That is really beautiful, Patricia. Is that the same fabric as the Vera Bradley Watercolor design? It's one of my favorites.


----------



## PG4003 (Patricia) (Jan 30, 2010)

Good eye, Juli, that's exactly what it is.  I think it will match my platinum Noreve perfectly.


----------



## Cardinal (Feb 24, 2010)

Oh dang, when I first read this post I was really tired and thought it was going to arrive on April 30th.  I was hoping it had arrived already.  Hopefully really soon!!!


----------



## BookLady (Jan 7, 2011)

If their UPS local notifications are updated as promptly as mine, by 6 or 7 o'clock tomorrow morning, both Italia and Patricia should have "Out for Delivery" notifications on their tracking numbers.  Watch out UPS men!!


----------



## PG4003 (Patricia) (Jan 30, 2010)

I checked UPS this morning, my cover is out for delivery!  Expect pictures later today, ladies!!


----------



## maries (Dec 29, 2010)

PG4003 (Patricia) said:


> I checked UPS this morning, my cover is out for delivery! Expect pictures later today, ladies!!


Were you able to sleep last night? That poor UPS guy has no idea what is in store for him today!!!!  I hope the cover is even better than your expectations!


----------



## PG4003 (Patricia) (Jan 30, 2010)

Marie, I actually didn't think about it until I logged on to Kindleboards, don't know how I could have forgotten.  But then the first thing I did was check the UPS site.  UPS usually doesn't deliver to me until the afternoon, so I have to sit here and fret half the day!

OT to you, Marie, I have 2 of your covers done, my granddaughter won't be here tomorrow so I'll be sewing, and get a package off to you on Wednesday.


----------



## maries (Dec 29, 2010)

PG4003 (Patricia) said:


> Marie, I actually didn't think about it until I logged on to Kindleboards, don't know how I could have forgotten. But then the first thing I did was check the UPS site. UPS usually doesn't deliver to me until the afternoon, so I have to sit here and fret half the day!
> 
> OT to you, Marie, I have 2 of your covers done, my granddaughter won't be here tomorrow so I'll be sewing, and get a package off to you on Wednesday.


Patricia - thanks for the update. Crazy day at work but occasionally I think of you and smile when I think of the excited customer the unsuspecting UPS man is about to encounter!


----------



## PG4003 (Patricia) (Jan 30, 2010)

maries said:


> Patricia - thanks for the update. Crazy day at work but occasionally I think of you and smile when I think of the excited customer the unsuspecting UPS man is about to encounter!


I know!!! And my granddaughter is getting ready to take her nap, so if the UPS truck comes while she's sleeping, I have to grab my little dog and hold him or he barks like crazy.
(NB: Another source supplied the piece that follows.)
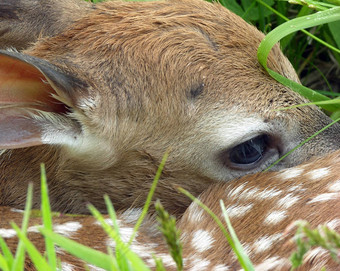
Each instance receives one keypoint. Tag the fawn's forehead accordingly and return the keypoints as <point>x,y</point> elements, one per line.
<point>197,53</point>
So I guess it'll be the two of us running down the driveway today


----------



## BookLady (Jan 7, 2011)

So, Patricia, have you knocked the UPS driver off his feet yet in your haste to retrieve your Noreve package??     Cannot wait to see photos!  Lucky you to already have your Norever cover, and I am happy and excited for you!  YEY!!

Marie, I did not receive shipping notice today as I had anticipated.    Did you?  Keeping my fingers crossed that we hear soon.


----------



## maries (Dec 29, 2010)

BookLady said:


> So, Patricia, have you knocked the UPS driver off his feet yet in your haste to retrieve your Noreve package??   Cannot wait to see photos! Lucky you to already have your Norever cover, and I am happy and excited for you! YEY!!
> 
> Marie, I did not receive shipping notice today as I had anticipated.  Did you? Keeping my fingers crossed that we hear soon.


No but I think we will be doing the Noreve watch next Monday. Just a hunch.


----------



## BookLady (Jan 7, 2011)

Hope your hunch is correct, Marie!


----------